In the E-Cross 82, it all starts with Dynastar’s new Hybrid Core 2.0. This futuristic sounding build starts with a poplar core with three directions of wood fiber. Rather than using a lot of glue to adhere different stringers of wood together, Dynastar mills and joins their wood laminates together using friction and pressure. We’re getting interlocking laminates of wood to give the ski a unique feel and a good sense of power while the hybrid aspect of the ski uses polyurethane along the sides of the ski. This PU material gives the ski a smooth and silent character, and it complements the energy and pop of the bonded poplar laminates. On top of the core, we get a unidirectional fiberglass laminate and an H-Tech layer. This upper layer provides more power with the arms, keeping the forebody and tail of the ski firmly planted on the ground and ready for the next turn. In the 167, the ski sits on the scale at 1500 grams per ski, which is on the light side—one of the benefits of having a ski with PU and a lack of adhesive.

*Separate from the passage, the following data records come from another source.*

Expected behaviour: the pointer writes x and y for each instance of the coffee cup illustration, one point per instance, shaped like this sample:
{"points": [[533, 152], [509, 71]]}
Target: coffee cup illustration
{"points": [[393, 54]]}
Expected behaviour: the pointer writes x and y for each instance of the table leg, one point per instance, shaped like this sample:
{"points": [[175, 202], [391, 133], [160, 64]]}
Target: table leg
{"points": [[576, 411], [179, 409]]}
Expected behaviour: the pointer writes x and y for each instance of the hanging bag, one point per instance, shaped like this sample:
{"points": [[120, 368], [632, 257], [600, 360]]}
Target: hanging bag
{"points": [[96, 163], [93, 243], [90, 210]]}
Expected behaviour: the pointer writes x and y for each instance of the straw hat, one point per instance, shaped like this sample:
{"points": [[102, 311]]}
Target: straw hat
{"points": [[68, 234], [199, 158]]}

| Length | Radius | Sidecut |
|---|---|---|
| 150, 158, 167, 175 cm | 13 m at 167 cm | 129/82/111 mm |

| Preferred Terrain |
|---|
| Groomers |
| Firm Snow |
| Bumps and Trees |
| Construction |
|---|
| Hybrid Core 2.0 Poplar |
| Polyurethane |
| H-Tech Metal |
The shovel stands out as the overarching aspect of the shape, as the 129 mm tip is pretty wide for a ski this narrow underfoot. This leads to strong initiation, and it’s a good thing the ski has enough torsional stiffness to generate those higher edge angles in the turn. At 82 mm underfoot in the 167, the ski is very agile and quick from edge to edge, with the drop in taper being substantive enough to make for more of a pin tail style of ski. That is, wherever you point it, it’ll go, and it won’t hook up in the back side when pushed. The ski is a lot smoother in this manner. That same 167 produces a 13-meter turn radius, so it’s on the short side for an all-mountain ski. With minimal rocker in either the tips or the tails, this E-Cross 82 feeds off the long camber underfoot. With the long camber we get a long effective edge. With the increased contact in the snow, we’re getting a smoother feel overall. This pairs well with the build to provide a unique ski experience for on-trail carving and some off-piste adventures.

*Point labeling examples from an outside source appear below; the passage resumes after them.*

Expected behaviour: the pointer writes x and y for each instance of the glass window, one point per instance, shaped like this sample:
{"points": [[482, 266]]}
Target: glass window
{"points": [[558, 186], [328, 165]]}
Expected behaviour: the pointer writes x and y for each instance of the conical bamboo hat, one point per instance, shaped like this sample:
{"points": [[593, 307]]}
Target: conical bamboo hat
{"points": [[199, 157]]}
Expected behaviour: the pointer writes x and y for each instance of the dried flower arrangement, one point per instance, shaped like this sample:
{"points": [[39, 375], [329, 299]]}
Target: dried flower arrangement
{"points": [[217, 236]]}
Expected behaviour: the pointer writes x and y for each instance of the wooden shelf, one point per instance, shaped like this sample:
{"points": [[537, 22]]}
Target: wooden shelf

Best when used by advanced skiers, this E-Cross 82 also has intermediate accessibility to it. That mostly comes in the form of quickness due to the waist. You don’t have to rail carved turns to enjoy the full scope of performance in the ski, giving it a nice range for skier styles and levels. We thoroughly enjoyed our time this past year on the new E-Cross 82, as it brings to light the need for and usefulness for a ski like this.